Currently, a number of foreign physicians who have recently completed training are in limbo after the Trump administration suspended the 15-day expedited H-1B visa process in favor of greater scrutiny that can potentially last many months. The hospitals and clinics that have hired them in places like Arkansas and Montana are adjusting to their indefinite absences despite already being understaffed.

The physician pipeline to rural areas will be further constrained by Donald Trump’s immigration ban affecting six-Muslim majority countries. At the moment, there are 7,000 physicians from these nations working in the United States. Combined, these doctors see approximately 14 million patient visits yearly. Of those, 2.3 million of those visits occur in rural and underserved areas. Trump’s ban, parts of which were recently upheld by the Supreme Court, threatens this critical pipeline of doctors willing to serve rural communities.

Because physician density is lower in rural America compared with urban areas, the loss of even a single care provider can have a seismic impact. Unlike other places, replacements are not readily found within the local population. Very few people from rural communities attend medical school, and only half of the ones who do ever return home to work. Already scarce primary care physicians become responsible for providing specialty care as needed, in addition to incremental care (regular, ongoing care), which, as Atul Gawande notes, “is the greatest source of value in modern medicine.” Without this, preventive care is compromised, diagnosis and management of urgent medical conditions is delayed, chronic illnesses are poorly controlled, and life spans are shortened.

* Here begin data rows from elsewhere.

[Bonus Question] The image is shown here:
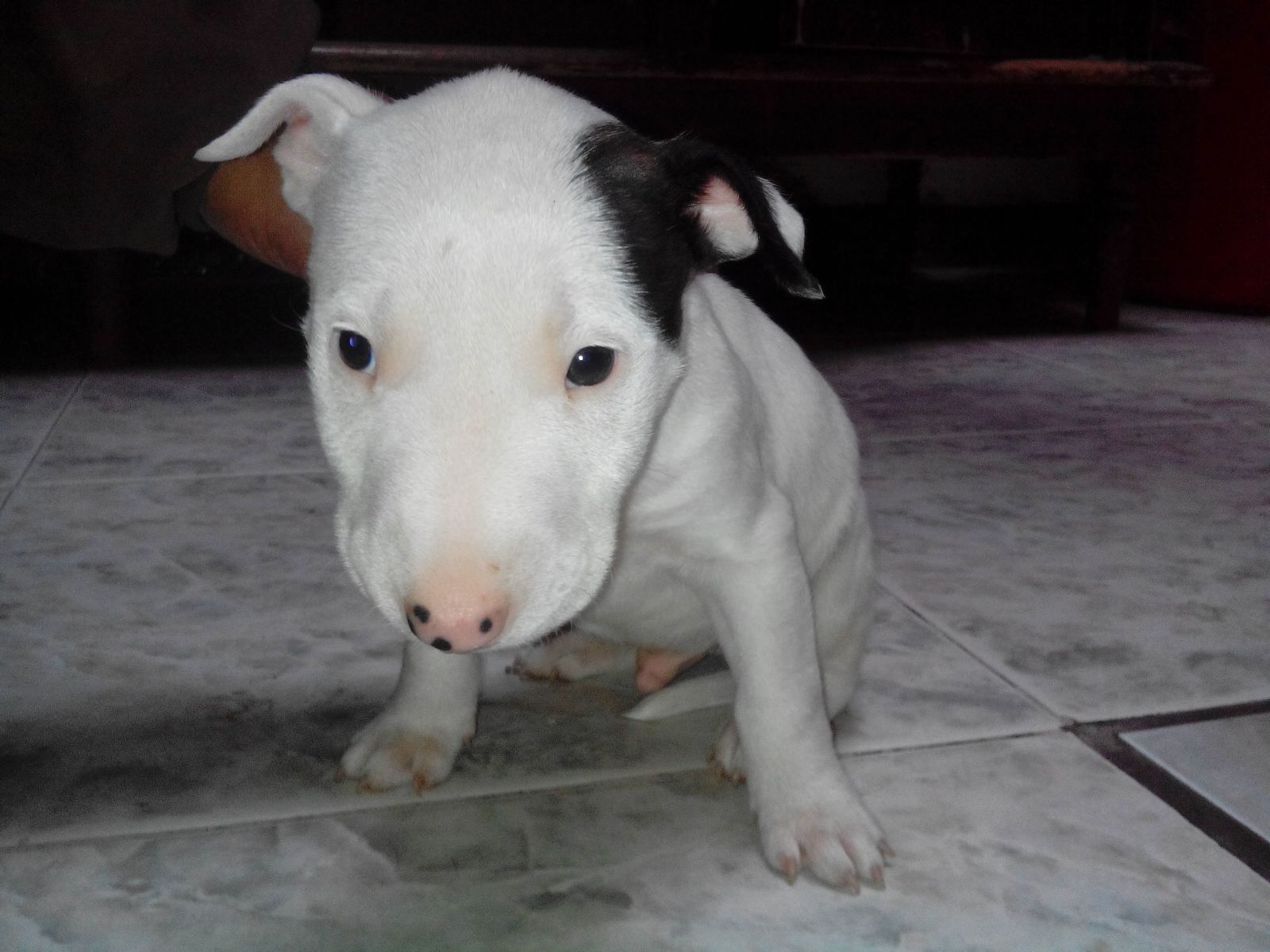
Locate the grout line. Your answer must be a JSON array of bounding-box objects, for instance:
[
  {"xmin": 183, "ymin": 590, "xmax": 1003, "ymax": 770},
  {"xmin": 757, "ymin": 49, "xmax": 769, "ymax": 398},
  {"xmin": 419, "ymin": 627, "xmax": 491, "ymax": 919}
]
[
  {"xmin": 28, "ymin": 467, "xmax": 330, "ymax": 486},
  {"xmin": 1068, "ymin": 720, "xmax": 1270, "ymax": 881},
  {"xmin": 876, "ymin": 573, "xmax": 1073, "ymax": 725},
  {"xmin": 0, "ymin": 727, "xmax": 1063, "ymax": 855},
  {"xmin": 0, "ymin": 758, "xmax": 710, "ymax": 854},
  {"xmin": 0, "ymin": 372, "xmax": 87, "ymax": 512},
  {"xmin": 861, "ymin": 414, "xmax": 1221, "ymax": 447}
]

In addition, doctors are so sparse here that if an individual is forced to find a new one, he or she may need to travel 45 minutes to an hour just to get to an appointment. Similarly, if a specialist responsible for complex, serious medical conditions is lost, not only are patients at risk of receiving inadequate care but they may also have to journey hours to be seen at a large medical center.

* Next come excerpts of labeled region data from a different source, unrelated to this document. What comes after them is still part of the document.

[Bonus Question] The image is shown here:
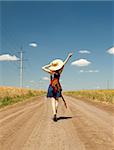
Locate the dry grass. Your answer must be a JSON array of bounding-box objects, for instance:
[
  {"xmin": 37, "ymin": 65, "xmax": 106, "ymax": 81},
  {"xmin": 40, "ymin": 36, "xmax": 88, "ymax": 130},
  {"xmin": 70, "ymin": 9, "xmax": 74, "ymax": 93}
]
[
  {"xmin": 65, "ymin": 90, "xmax": 114, "ymax": 104},
  {"xmin": 0, "ymin": 87, "xmax": 45, "ymax": 107}
]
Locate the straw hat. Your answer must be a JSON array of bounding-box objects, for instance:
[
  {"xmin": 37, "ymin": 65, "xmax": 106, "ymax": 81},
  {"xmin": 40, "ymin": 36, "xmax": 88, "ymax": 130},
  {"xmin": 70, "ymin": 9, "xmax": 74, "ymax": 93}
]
[{"xmin": 49, "ymin": 59, "xmax": 64, "ymax": 71}]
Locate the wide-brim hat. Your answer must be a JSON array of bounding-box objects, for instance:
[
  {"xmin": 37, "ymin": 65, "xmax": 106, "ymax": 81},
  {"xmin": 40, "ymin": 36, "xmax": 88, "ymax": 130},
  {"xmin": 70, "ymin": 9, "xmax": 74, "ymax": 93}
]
[{"xmin": 49, "ymin": 59, "xmax": 64, "ymax": 71}]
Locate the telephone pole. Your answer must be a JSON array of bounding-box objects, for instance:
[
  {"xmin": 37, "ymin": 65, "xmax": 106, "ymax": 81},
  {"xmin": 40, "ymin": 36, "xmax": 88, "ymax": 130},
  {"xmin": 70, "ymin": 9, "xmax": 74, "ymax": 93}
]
[{"xmin": 20, "ymin": 47, "xmax": 23, "ymax": 88}]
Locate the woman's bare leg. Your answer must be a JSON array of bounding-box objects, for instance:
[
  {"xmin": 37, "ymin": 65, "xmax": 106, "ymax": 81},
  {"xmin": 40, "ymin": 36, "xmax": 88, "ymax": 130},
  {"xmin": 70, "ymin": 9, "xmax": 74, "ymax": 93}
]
[
  {"xmin": 51, "ymin": 98, "xmax": 57, "ymax": 121},
  {"xmin": 51, "ymin": 98, "xmax": 56, "ymax": 115},
  {"xmin": 55, "ymin": 99, "xmax": 59, "ymax": 114}
]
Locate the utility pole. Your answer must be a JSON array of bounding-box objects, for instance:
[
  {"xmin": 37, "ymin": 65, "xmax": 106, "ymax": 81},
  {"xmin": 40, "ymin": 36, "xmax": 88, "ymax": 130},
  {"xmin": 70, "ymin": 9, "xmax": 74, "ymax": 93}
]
[
  {"xmin": 107, "ymin": 80, "xmax": 109, "ymax": 89},
  {"xmin": 20, "ymin": 48, "xmax": 23, "ymax": 88}
]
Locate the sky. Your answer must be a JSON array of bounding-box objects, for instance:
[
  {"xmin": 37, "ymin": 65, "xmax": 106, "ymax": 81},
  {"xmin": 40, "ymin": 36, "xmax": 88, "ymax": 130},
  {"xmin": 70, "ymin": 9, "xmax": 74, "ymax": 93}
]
[{"xmin": 0, "ymin": 1, "xmax": 114, "ymax": 90}]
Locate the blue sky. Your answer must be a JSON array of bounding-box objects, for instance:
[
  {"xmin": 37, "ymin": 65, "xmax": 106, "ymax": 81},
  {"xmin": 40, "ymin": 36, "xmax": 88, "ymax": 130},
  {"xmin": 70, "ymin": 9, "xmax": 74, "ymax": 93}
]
[{"xmin": 0, "ymin": 1, "xmax": 114, "ymax": 90}]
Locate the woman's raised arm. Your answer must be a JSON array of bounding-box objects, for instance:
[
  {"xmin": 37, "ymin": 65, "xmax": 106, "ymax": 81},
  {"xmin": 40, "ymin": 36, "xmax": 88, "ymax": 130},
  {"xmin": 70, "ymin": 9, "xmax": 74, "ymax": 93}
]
[
  {"xmin": 64, "ymin": 52, "xmax": 73, "ymax": 65},
  {"xmin": 42, "ymin": 64, "xmax": 52, "ymax": 73}
]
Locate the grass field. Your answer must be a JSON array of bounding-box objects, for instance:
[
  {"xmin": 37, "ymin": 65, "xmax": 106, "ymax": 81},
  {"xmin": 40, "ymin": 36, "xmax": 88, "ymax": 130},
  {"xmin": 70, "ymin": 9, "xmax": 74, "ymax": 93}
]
[
  {"xmin": 0, "ymin": 87, "xmax": 45, "ymax": 108},
  {"xmin": 65, "ymin": 90, "xmax": 114, "ymax": 104}
]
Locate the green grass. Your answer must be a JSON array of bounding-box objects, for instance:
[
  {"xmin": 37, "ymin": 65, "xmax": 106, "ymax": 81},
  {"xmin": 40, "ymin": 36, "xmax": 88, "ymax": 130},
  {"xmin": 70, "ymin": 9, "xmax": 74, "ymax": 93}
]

And rural hospitals, which are especially sensitive to changes in Medicaid funding and operate on microscopic financial margins, are already closing their doors. Since January 2010, 79 hospitals have shuttered, and nearly 700 are at risk of closure. Of the 79 closings, 58 were in non–Medicaid expansion states. (These hospitals do not exist in a vacuum, and their closing means more than just lost access to medical care—entire rural economies have been left decimated from the lost jobs.)

When rural voters like Russell sought deliverance in Donald Trump in November, they weren’t expecting him to solve all their problems, they just thought he could stanch some of their suffering. Yet five months into his presidency, he is unapologetically peddling an agenda that could eviscerate Medicaid. The expansion of Medicaid under the Affordable Care Act reduced the amount of uninsured rural adults by 11 percentage points over a six-year period. And yet, in addition to limiting Medicaid, Trump is also closing the pipeline of foreign physicians, which will exacerbate the already tenuous physician shortage. If Trump’s goals are even partially realized, it will come at the expense of his rural base—and their health.